The cost of an HF hospital admission was based on CMS reimbursement. The costs of other outpatient care (e.g., routine office visits) were assumed to be equal for both treatment strategies and were not included in the model. The indirect costs, such as patients’ time and travel expenses, were excluded from the analysis. However, we anticipate that the indirect costs would be less for ambulatory diuretic therapy than for standard of care.
We systematically tested the key assumptions of the model and the robustness of the base case in a series of 1- and 2-way sensitivity analyses. One-way sensitivity analysis was conducted for a given parameter by varying that parameter ±50% of its base case value and recalculating the model’s prediction. The following parameters were subject to these 1-way sensitivity analyses: total cost of ambulatory diuretic therapy, probability of posttreatment HF hospitalization after ambulatory diuretic therapy, probability of posttreatment HF hospitalization after standard care and the cost of an HF hospital hospitalization.
For each parameter included in the 1-way sensitivity analysis, we also calculated a threshold value. The threshold value of a parameter is the value of that parameter, which when exceeded, changes the model’s favored strategy. We also modified the base case to determine the effects of increased ambulatory diuretic therapy usage, assuming a total of 4 treatment sessions during the 90-day time horizon instead of 2.

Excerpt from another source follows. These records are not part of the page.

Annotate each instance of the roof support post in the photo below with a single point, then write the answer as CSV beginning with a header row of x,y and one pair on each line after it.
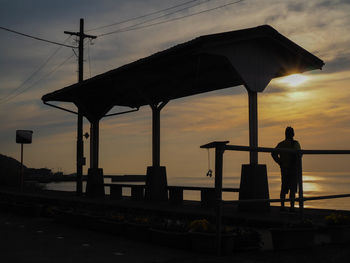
x,y
253,124
94,144
156,132
156,181
94,186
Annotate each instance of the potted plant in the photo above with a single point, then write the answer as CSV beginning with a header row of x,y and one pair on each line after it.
x,y
170,232
203,237
137,227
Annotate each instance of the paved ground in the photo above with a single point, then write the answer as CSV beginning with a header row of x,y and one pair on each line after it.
x,y
34,239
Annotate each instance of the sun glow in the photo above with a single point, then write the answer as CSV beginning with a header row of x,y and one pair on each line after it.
x,y
293,80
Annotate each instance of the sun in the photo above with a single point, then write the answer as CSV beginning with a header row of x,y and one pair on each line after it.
x,y
293,80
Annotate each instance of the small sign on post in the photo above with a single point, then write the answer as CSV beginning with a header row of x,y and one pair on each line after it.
x,y
23,137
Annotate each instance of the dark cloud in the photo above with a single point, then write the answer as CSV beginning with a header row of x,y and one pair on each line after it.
x,y
329,3
296,7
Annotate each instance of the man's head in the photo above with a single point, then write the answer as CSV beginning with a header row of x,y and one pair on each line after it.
x,y
289,132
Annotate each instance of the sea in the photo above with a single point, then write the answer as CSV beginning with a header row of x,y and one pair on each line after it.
x,y
315,184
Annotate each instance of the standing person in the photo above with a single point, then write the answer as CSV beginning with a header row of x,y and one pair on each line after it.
x,y
289,165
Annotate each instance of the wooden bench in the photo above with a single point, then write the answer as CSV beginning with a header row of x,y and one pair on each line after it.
x,y
116,191
207,194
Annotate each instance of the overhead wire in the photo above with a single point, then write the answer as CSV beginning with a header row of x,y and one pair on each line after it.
x,y
36,82
142,16
136,27
154,18
34,72
37,38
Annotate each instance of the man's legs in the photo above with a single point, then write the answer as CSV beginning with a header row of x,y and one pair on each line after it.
x,y
292,200
283,197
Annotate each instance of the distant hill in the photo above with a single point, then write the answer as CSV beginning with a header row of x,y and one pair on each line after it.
x,y
9,170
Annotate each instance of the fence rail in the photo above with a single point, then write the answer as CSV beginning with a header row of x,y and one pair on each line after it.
x,y
220,148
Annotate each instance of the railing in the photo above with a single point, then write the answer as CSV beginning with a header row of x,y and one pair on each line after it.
x,y
220,148
175,192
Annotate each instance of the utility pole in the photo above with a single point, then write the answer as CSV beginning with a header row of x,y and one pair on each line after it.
x,y
80,143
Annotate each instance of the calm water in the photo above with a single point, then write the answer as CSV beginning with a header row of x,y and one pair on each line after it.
x,y
315,184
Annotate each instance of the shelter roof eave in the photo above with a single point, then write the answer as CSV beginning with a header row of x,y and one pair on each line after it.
x,y
186,69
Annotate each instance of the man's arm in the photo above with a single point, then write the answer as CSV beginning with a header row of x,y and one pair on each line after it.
x,y
275,156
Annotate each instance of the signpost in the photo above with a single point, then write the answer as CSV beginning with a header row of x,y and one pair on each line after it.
x,y
23,137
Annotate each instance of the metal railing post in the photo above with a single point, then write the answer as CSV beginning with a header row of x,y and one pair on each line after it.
x,y
219,152
300,183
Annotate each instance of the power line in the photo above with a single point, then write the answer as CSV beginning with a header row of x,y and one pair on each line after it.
x,y
37,38
45,76
35,72
156,18
142,16
131,28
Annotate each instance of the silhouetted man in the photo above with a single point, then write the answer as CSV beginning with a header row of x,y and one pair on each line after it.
x,y
289,164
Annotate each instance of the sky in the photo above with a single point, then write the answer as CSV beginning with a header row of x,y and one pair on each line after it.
x,y
318,107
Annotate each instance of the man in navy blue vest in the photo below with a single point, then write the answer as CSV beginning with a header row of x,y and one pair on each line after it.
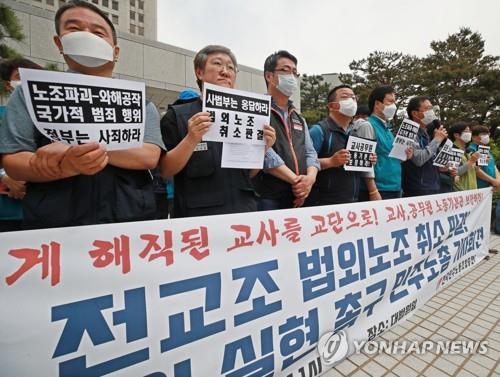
x,y
290,171
201,186
420,176
334,184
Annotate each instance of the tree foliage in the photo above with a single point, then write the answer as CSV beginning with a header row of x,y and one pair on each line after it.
x,y
10,28
313,91
457,75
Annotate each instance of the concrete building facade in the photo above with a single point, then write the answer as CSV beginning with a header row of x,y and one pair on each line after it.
x,y
165,69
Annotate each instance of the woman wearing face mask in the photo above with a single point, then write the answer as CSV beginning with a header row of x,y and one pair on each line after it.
x,y
465,178
487,176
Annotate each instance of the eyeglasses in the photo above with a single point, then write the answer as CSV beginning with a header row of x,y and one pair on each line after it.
x,y
220,66
286,71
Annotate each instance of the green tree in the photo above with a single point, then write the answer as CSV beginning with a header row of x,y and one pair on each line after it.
x,y
10,28
461,79
313,93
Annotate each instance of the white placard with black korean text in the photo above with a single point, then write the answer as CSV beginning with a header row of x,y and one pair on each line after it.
x,y
484,152
77,109
360,150
405,138
456,155
237,116
444,154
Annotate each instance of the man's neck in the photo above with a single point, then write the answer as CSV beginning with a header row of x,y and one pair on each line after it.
x,y
279,98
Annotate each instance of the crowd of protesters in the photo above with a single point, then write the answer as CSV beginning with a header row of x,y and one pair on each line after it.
x,y
50,184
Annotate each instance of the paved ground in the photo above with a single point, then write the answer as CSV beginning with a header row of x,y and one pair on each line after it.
x,y
472,312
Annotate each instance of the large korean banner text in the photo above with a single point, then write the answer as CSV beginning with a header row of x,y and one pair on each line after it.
x,y
234,295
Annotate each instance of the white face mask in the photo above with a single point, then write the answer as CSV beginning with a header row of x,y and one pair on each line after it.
x,y
466,137
287,84
429,116
15,83
390,111
348,107
87,49
485,139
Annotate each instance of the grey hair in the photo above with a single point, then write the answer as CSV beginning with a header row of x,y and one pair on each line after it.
x,y
201,57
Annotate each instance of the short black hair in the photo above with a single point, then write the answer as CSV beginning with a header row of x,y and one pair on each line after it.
x,y
333,92
457,128
415,103
83,4
378,94
362,110
7,66
272,61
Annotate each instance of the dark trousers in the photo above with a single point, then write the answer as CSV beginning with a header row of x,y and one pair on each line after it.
x,y
409,193
10,225
284,202
364,197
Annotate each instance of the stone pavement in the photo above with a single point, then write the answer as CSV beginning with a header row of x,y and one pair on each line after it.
x,y
467,309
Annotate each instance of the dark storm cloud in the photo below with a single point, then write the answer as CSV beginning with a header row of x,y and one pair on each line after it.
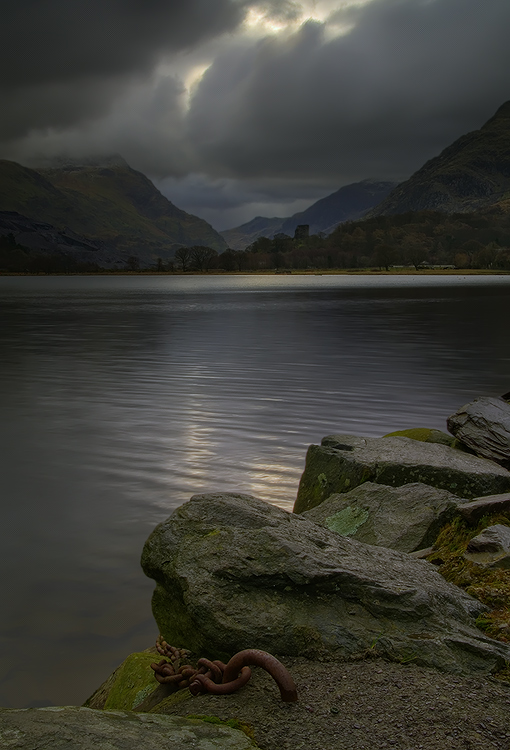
x,y
66,61
49,41
409,77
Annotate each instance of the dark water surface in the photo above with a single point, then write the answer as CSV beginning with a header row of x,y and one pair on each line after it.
x,y
120,397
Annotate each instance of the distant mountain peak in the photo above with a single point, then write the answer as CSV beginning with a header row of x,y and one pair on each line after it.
x,y
502,113
73,162
471,174
348,203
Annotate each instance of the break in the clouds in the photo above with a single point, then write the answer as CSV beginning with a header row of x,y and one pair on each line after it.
x,y
239,107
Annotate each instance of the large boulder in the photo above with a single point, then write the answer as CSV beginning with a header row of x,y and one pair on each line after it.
x,y
406,518
485,506
64,728
484,426
342,462
490,548
234,572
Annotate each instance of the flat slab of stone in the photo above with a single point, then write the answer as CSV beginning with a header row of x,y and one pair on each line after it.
x,y
484,506
424,435
491,547
234,572
406,518
484,426
342,462
69,727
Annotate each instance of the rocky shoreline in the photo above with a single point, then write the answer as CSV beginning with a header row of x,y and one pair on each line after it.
x,y
386,593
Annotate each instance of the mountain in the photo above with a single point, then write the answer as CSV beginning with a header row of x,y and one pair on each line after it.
x,y
107,201
346,204
471,174
68,250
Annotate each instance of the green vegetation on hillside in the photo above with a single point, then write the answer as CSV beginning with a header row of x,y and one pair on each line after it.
x,y
416,239
471,173
114,204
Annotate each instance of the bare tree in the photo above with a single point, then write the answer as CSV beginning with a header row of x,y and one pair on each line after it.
x,y
202,256
183,257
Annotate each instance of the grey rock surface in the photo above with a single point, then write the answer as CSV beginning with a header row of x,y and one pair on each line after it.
x,y
484,506
491,547
68,727
342,462
406,518
484,426
234,572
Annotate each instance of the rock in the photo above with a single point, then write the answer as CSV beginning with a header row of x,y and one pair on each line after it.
x,y
63,728
405,518
484,506
342,462
425,435
129,685
234,572
491,547
484,426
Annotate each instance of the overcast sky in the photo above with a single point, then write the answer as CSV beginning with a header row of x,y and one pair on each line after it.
x,y
237,108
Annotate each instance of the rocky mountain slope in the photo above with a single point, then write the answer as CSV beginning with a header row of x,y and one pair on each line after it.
x,y
107,201
346,204
472,173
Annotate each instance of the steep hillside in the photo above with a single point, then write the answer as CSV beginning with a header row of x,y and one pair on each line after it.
x,y
346,204
104,200
473,173
242,236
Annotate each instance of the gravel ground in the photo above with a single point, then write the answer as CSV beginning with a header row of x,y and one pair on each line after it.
x,y
366,706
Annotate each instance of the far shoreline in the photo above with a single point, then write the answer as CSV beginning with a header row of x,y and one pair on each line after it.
x,y
293,272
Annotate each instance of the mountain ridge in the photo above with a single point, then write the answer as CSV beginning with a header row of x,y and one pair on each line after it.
x,y
470,174
348,203
111,203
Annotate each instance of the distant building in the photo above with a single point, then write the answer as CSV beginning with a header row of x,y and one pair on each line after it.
x,y
302,232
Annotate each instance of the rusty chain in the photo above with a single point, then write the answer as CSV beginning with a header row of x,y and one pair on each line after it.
x,y
216,677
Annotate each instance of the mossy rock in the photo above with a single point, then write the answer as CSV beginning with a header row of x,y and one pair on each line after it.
x,y
128,686
425,435
491,586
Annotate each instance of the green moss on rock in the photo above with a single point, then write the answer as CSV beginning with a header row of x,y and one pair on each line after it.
x,y
134,681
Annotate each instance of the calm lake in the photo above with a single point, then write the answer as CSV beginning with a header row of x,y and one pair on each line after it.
x,y
120,397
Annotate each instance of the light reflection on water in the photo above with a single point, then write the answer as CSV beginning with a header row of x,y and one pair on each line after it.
x,y
122,396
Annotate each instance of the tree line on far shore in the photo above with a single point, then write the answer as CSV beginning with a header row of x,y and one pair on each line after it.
x,y
415,239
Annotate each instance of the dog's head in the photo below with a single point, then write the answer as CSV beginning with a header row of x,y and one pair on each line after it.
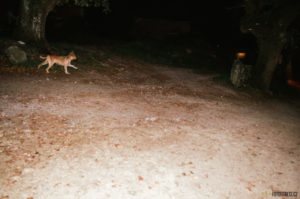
x,y
72,55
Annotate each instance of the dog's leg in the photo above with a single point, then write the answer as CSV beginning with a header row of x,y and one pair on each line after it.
x,y
49,66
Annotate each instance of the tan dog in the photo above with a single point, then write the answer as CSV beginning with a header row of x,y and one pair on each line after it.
x,y
64,61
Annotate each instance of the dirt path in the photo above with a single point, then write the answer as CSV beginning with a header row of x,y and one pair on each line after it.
x,y
142,131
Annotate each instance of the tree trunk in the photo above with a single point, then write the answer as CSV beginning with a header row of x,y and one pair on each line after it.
x,y
268,59
32,21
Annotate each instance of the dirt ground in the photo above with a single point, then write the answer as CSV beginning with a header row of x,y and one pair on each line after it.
x,y
143,131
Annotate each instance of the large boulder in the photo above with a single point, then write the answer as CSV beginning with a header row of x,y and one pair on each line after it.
x,y
16,55
240,73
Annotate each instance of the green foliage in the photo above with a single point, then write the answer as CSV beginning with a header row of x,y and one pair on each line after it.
x,y
89,3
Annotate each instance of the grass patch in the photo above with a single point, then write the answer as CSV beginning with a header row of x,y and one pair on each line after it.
x,y
176,52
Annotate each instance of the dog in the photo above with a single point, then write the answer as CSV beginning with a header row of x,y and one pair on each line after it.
x,y
64,61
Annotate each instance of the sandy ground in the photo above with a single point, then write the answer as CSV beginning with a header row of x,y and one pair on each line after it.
x,y
141,131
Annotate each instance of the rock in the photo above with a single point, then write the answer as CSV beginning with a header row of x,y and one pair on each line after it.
x,y
16,55
240,73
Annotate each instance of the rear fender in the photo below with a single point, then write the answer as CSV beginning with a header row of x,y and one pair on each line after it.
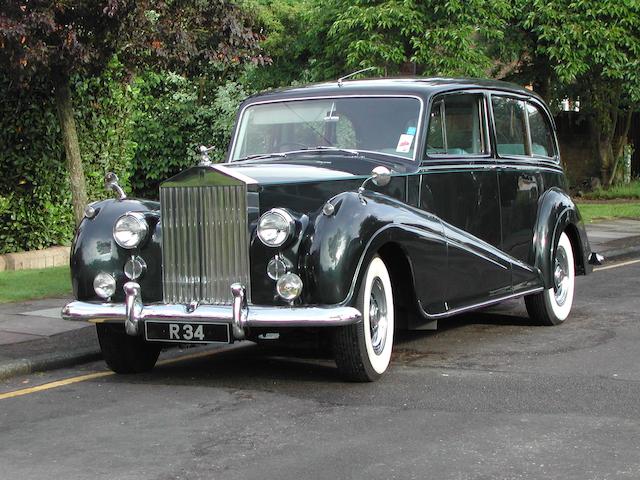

In addition, we conducted a 2-way sensitivity analysis by simultaneously varying the cost of ambulatory diuretic therapy and the probability of posttreatment HF hospitalization after ambulatory diuretic therapy ±50% of their base case values. We then repeated this 2-way analysis 2 additional times: once with a lower probability (0.10) of posttreatment HF hospitalization after standard care and again with a higher probability (0.30) of the same outcome. Finally, we generated a model which varied the risk of a posttreatment HF hospitalization for both strategies proportionally along a continuous scale. This analysis allowed us to estimate the costs and outcomes of each strategy across varying degrees of patient acuity, thus estimating whether ambulatory diuretic therapy would be cost saving in a patient more or less sick than the base case patient.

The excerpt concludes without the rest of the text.